Coastal Trapped Wave mode solver
This function finds 2D Coastal Trapped Wave modes, providing fields for velocity and pressure depend on depth and cross-shore distance. The user defines the wave frequency and the eigenvalue provides the alongshore wavenumber. The modes are orthogonal with respect to spatially-integrated along-shore energy flux.
The code was in:
Kelly, S. M. and S. Ogbuka (2022), The geography of mode-1 internal tide energy loss, J. Phys. Oceanogr., 52, 1835-1848, doi:10.1175/JPO-D-21-0220.1.
2D basin mode solver
This function finds 2D modes in enclosed basins using the "Proudman-Rao method", providing fields for transport (the vertical integral of velocity) and surface elevation that depend on the horizontal coordinate. The user provides bottom bathymetry and the eigenvalue provides the modal frequency. The modes are orthogonal with respect area integrals of mechanical energy.

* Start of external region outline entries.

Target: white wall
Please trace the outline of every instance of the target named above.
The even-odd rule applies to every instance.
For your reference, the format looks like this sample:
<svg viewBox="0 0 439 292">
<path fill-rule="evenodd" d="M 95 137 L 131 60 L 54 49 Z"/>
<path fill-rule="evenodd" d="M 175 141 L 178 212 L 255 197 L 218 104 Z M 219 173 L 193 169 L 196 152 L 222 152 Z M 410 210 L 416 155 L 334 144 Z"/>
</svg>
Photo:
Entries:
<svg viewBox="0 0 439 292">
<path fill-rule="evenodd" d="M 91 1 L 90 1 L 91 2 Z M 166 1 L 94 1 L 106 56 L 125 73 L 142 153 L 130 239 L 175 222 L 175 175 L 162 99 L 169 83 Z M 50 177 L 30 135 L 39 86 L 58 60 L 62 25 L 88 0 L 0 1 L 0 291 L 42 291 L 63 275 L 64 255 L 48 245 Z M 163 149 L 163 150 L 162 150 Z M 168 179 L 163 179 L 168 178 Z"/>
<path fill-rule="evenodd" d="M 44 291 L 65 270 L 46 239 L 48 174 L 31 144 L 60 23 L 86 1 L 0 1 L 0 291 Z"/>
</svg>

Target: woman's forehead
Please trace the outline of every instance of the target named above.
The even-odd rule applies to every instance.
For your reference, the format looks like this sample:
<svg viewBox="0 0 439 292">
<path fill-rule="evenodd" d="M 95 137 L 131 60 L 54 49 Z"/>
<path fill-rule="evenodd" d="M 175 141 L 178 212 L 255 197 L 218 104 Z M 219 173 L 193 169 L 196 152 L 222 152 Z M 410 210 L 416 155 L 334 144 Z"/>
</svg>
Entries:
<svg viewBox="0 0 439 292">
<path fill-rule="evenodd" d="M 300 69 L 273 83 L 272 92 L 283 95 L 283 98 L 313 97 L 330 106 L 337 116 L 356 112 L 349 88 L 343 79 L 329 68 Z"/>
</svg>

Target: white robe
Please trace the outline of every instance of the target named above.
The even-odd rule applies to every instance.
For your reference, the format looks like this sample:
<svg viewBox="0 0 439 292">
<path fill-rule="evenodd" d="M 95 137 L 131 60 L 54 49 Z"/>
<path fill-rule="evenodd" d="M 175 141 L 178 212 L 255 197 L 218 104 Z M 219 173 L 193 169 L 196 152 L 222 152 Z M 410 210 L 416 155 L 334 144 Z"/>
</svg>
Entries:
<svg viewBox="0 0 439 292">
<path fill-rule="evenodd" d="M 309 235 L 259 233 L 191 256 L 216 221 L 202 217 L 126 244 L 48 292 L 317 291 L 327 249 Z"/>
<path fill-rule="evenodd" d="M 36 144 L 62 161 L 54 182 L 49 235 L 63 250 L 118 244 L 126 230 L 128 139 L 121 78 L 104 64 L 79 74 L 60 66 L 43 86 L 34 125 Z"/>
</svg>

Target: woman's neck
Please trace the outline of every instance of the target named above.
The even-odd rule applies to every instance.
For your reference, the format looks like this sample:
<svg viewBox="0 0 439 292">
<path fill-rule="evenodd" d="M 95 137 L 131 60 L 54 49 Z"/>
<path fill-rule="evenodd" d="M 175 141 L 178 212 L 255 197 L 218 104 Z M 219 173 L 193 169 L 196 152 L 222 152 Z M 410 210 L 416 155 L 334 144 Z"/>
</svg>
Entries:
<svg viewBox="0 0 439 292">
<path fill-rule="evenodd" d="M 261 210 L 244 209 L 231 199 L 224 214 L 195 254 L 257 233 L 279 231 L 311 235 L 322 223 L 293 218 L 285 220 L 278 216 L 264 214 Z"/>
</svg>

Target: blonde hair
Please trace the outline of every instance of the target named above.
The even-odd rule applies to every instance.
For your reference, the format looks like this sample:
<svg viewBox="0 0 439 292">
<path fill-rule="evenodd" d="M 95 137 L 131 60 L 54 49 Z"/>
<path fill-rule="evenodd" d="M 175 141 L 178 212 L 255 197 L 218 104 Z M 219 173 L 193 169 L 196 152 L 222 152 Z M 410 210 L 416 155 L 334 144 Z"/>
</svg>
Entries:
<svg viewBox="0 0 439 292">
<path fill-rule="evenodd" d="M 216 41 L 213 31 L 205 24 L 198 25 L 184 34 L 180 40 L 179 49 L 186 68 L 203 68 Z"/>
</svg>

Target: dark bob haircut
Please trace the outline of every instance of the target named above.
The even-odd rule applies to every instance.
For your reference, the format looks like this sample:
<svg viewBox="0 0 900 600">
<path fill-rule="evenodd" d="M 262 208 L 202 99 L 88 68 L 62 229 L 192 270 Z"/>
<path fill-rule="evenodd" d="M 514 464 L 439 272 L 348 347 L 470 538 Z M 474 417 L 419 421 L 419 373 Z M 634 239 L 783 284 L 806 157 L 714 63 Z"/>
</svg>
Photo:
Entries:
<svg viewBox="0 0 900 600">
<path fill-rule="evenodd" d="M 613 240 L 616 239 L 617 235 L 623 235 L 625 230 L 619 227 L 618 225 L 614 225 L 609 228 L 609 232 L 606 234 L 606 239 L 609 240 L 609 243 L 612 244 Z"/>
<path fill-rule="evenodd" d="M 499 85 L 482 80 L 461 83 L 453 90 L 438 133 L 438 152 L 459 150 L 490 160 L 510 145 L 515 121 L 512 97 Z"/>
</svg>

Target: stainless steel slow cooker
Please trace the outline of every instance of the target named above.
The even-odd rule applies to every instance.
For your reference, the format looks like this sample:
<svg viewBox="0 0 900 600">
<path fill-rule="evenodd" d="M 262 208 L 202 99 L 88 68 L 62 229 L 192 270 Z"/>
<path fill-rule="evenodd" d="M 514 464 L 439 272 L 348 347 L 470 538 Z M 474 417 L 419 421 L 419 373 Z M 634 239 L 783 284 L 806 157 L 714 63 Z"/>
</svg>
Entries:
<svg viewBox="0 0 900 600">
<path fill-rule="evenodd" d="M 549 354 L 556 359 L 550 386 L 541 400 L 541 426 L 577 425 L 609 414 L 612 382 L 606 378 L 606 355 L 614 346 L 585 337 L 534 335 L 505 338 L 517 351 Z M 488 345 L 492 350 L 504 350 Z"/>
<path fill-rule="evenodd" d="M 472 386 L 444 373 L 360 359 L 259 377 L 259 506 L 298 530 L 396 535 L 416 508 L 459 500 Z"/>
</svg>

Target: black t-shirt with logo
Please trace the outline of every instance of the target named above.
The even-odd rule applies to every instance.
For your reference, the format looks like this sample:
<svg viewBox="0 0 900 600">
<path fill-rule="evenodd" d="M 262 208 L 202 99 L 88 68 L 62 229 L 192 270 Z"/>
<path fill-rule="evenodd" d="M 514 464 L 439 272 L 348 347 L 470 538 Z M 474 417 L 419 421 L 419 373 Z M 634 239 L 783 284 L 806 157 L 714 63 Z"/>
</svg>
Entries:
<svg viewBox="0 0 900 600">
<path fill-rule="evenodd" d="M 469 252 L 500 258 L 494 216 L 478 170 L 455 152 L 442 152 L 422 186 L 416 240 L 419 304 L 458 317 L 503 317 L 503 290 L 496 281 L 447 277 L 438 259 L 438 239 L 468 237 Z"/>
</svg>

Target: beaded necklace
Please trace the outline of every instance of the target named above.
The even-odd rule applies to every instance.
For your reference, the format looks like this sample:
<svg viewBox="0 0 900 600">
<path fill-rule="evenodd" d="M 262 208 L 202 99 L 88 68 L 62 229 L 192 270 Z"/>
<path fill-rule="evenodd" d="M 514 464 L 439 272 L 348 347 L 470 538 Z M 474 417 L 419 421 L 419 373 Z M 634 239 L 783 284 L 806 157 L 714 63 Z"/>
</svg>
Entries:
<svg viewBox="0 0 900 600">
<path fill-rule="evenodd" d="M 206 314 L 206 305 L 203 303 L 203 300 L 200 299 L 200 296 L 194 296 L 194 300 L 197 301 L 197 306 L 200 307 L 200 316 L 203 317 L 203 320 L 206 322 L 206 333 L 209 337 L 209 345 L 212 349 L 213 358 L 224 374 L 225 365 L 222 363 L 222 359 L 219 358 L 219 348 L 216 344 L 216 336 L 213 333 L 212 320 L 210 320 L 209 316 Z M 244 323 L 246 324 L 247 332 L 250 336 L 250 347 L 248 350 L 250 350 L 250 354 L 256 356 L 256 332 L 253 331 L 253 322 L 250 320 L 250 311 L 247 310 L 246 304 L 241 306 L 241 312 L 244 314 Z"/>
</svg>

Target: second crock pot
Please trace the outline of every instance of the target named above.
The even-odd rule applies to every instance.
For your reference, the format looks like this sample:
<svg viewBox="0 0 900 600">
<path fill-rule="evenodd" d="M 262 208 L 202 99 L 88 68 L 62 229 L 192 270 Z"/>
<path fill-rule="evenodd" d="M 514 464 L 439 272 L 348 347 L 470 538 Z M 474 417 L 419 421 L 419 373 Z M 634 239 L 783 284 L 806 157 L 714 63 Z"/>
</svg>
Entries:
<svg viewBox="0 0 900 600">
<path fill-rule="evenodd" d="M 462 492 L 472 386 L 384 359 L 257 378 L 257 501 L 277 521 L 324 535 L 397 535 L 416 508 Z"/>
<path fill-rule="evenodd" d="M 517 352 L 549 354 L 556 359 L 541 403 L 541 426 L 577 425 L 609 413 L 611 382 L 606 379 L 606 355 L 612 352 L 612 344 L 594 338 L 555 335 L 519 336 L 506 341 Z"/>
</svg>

The method is developed and explained in:
D. B. Rao and D. J. Schwab (1976), Two dimensional normal modes in arbitrary enclosed basins on a rotating Earth: application to Lakes Ontario and Superiror, Phil. Trans. Roy. Soc. London A, 281, 63-96, doi:10.1098/rsta.1976.0021
This specific matlab code was used in:
Kelly, S. M., M. Mansur and E. L. Green (2024), Predicting surface oscillations in Lake Superior from normal mode dynamics, J. Phys. Oceanogr., 54, 427-444, doi:10.1175/JPO-D-23-0079.1.
Other Matlab functions
Some useful functions for analyzing internal tides are:
MODES.m uses a finite-difference algorithm to compute hydrostatic normal vertical modes with a rigid lid, flat bottom, and arbitrary stratification. MODES_FS.m uses a spectral algorithm to compute hydrostatic normal vertical modes with a free-surface (or rigid-lid), flat bottom, and arbitrary stratification. MODES_FAST.m solves the rigid-lid problem very quickly by using the Fast Fourier Transform (FFT) and analytical solutions to the coupling integrals. POTENTIAL.m computes the tidal potential and equilibrium tide using the methods of
Munk, W. H., and D. E. Cartwright (1966), Tidal spectroscopy and prediction, Phil. Trans. Roy. Soc. London A, 259, 533-581.
MODES.m and POTENTIAL.m were used in
Kelly, S. M., N. L. Jones, G. N. Ivey, and R. J. Lowe (2015), Internal tide spectroscopy and prediction in the Timor Sea, J. Phys. Oceanogr., 45, e-View, doi:10.1175/JPO-D-14-0007.1.
The spectral algorithm used in MODES_FS.m is derived and tested in
Kelly, S. M. (2016), The Vertical Mode Decomposition of Tides in the Presence of a Free Surface and Arbitrary Topography, J. Phys. Oceanogr., Submitted.